Arranged by Randall Malmstrom

Trombone septet: 7 trombones: 5 tenor, 2 bass trombones

Vancouver, British Columbia, Canada
Publisher: Cherry Classics Music
Date of Publication: 2021

Score and parts.


Randall Malmstrom’s recasting of Carl Nielson’s fourth symphony for trombone ensemble is a superb arrangement for the advanced ensemble. Donated for review by Cherry Classics, Malmstrom distills The Inextinguishable’s 1,174 measures into an abridged 177 measures, presenting a masterful adaptation of trombone orchestral excerpt solo and sectional passage. The recasting of significant brass, woodwind, and string writing has been done with thoughtful orchestration to encapsulate these textures for the trombones. Arranged for seven parts, the two bass trombone parts include active melodic passage work in the lower register, descending to pedal F-sharp and pedal E, respectively. The Trombone 1 part spans multiple high c²s and a high d², while the second trombone part plays extended orchestral soli materials paired with other voices. Malstrom employs paired voices with great effect, showcasing some of Nielsen’s chamber ensemble textures within this larger soundscape. Although Malstrom highlights the musical forces of the second half of The Inextinguishable, we still get to experience the richness of this repertoire pushing the limits of tonality (progressive tonality) with lush orchestral forces. As part of this adaptation, Malstrom includes a wealth of rehearsal and style tempo markings, including suggested beats per minute tempi that differ from the original, but they are musically informed and work well. For the conductor and performers of this arrangement, I recommend consulting full orchestral scores and the synthesized audio sample provided on the Cherry Classics website to help inform style and tempo, especially for parts of the symphony not found in your orchestral excerpts collection. As an example, in measure 56, Malmstrom indicates the dotted half-note at 66, but measure 681 of the score Nielsen is a little more direct, indicating to conduct this passage in one (Battuta in uno).
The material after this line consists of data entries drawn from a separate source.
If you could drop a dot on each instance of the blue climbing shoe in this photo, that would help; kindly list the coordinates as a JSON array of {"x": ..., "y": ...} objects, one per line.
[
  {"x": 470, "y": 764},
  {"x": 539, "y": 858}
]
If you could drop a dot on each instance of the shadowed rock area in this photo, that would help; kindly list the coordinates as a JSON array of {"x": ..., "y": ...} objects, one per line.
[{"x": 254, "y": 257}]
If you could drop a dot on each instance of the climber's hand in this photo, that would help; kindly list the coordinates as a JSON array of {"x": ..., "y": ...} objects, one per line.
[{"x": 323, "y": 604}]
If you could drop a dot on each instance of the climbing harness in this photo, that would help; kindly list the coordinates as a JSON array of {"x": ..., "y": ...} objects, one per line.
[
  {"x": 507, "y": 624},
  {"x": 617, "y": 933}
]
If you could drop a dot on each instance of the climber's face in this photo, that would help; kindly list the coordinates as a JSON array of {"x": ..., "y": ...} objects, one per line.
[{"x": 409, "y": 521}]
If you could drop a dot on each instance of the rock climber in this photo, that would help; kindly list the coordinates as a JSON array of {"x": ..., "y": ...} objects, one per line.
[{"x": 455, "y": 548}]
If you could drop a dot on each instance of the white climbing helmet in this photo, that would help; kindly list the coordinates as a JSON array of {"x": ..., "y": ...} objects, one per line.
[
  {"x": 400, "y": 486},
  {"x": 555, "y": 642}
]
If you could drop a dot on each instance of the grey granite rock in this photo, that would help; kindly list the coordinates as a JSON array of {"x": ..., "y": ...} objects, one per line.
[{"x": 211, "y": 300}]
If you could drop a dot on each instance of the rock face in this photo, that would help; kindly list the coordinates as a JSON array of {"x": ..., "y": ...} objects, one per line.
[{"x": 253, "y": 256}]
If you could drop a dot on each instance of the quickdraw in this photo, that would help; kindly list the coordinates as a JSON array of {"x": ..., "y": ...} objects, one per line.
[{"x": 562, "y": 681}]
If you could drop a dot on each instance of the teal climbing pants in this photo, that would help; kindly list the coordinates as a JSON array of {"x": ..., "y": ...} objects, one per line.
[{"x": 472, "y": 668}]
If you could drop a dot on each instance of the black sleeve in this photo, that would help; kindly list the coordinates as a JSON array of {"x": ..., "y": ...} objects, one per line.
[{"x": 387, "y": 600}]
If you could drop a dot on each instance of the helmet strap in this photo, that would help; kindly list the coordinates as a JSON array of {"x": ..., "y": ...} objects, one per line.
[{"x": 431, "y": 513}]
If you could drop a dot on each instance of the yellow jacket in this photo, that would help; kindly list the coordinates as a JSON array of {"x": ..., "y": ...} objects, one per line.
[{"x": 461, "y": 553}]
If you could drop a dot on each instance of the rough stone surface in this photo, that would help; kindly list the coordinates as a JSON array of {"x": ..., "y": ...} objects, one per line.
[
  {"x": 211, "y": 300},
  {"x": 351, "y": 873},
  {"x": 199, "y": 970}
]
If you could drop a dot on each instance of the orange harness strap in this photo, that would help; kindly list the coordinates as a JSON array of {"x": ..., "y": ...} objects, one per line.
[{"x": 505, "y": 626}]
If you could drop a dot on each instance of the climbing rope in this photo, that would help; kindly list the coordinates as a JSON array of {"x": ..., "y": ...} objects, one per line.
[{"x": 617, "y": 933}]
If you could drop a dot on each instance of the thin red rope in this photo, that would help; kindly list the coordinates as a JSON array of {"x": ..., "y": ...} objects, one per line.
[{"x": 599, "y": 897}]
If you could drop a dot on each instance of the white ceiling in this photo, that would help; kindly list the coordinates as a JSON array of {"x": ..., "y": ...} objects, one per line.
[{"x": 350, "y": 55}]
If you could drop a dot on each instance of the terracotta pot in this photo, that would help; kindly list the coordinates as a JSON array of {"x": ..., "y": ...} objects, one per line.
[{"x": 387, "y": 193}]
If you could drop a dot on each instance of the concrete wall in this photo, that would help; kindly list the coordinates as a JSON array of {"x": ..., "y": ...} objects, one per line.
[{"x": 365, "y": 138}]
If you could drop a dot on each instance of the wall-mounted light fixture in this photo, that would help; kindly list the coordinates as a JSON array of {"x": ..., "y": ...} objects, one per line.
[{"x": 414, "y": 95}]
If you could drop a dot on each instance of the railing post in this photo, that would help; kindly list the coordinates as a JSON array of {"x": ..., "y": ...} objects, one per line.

Although known for his orchestral career as second violinist of the Royal Danish Orchestra, Nielsen’s first professional service was that of a valved alto trombonist for the Danish army at the tender age of 14. It is no surprise that his symphonic works include wonderful writing for the trombone reflecting both the Late Romantic’s increased use of solo and sectional trombone writing, his lived experience as a brass musician. Originally published in 1916 by the Danish Wilhelm Hansen Edition, it carried the multi-lingual titles of Det Uudslukkelige (Danish), Das Unauslüschlieche (German), L’inestinguibile (Italian), and The Inextinguible, a misnomer that would be corrected in subsequent editions. For those wishing to consult an open-access urtext edition, the 2000 Carl Nielsen Udgaven (Edition) of the Royal Library of Copenhagen is hosted by the Canadian-based International Music Score Library Project and includes a wonderful preface by Claus Røllum-Larsen that will inform your preparation of concert program notes. Malmstrom has forged an impressive arrangement of The Inextinguishable and I look forward to hearing this work performed at a future regional or International Trombone Festival concert.